Unlike established fields such as AI safety and governance, digital minds research is still nascent. This creates unique challenges: identifying promising research questions is harder, career paths are less clear, and the community is smaller. The fellowship is designed to address these challenges directly.
Fellows will develop foundational knowledge spanning both technical realities of current AI systems and philosophical frameworks for thinking about consciousness and moral status. They will learn to think strategically about long-term trajectories, identify intervention points, and evaluate where effort is best directed. And they will gain the skill of scoping good projects in a field where this is particularly difficult.
Programme Goals
What we aim to achieve with each cohort of fellows.

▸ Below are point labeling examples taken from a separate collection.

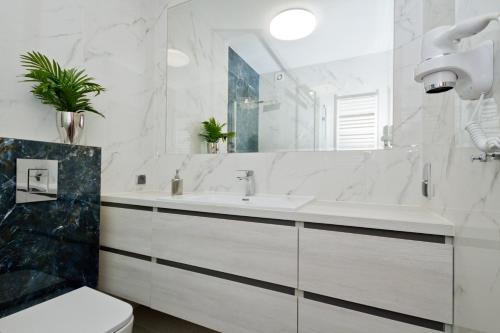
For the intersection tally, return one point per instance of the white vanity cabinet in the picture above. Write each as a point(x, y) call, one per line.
point(124, 259)
point(413, 277)
point(128, 229)
point(221, 304)
point(249, 274)
point(126, 277)
point(255, 248)
point(317, 317)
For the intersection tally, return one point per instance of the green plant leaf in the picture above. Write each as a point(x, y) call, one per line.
point(64, 89)
point(212, 131)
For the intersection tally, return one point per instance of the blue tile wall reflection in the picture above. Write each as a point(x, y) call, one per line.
point(48, 248)
point(243, 107)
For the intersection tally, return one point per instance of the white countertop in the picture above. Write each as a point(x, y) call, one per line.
point(363, 215)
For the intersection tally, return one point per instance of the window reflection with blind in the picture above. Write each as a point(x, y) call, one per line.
point(356, 125)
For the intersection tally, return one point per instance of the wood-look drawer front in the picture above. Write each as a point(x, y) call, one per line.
point(126, 229)
point(125, 277)
point(316, 317)
point(260, 251)
point(222, 305)
point(405, 276)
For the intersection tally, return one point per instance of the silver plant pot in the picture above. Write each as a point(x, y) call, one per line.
point(213, 147)
point(70, 126)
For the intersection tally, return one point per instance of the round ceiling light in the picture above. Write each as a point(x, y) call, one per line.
point(293, 24)
point(177, 58)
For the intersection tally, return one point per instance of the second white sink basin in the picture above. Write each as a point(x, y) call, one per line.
point(263, 201)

Build Foundational Knowledge
Ensure fellows have solid grounding in both the technical realities of current AI systems and the philosophical frameworks for thinking about consciousness and moral status.
Develop Strategic Thinking
Equip fellows to think about long-term trajectories, identify risks and intervention points, and evaluate where effort is best directed in this emerging field.
Teach Project Scoping
Help fellows learn how to identify promising research questions and projects in a nascent field where this is harder than in established areas like AI safety or governance.
Build Community
Create lasting connections among fellows and between fellows and mentors; seed a network of people working seriously on digital minds questions.
Programme Structure
Three modules combining taught sessions, group discussions, working sessions, and presentations.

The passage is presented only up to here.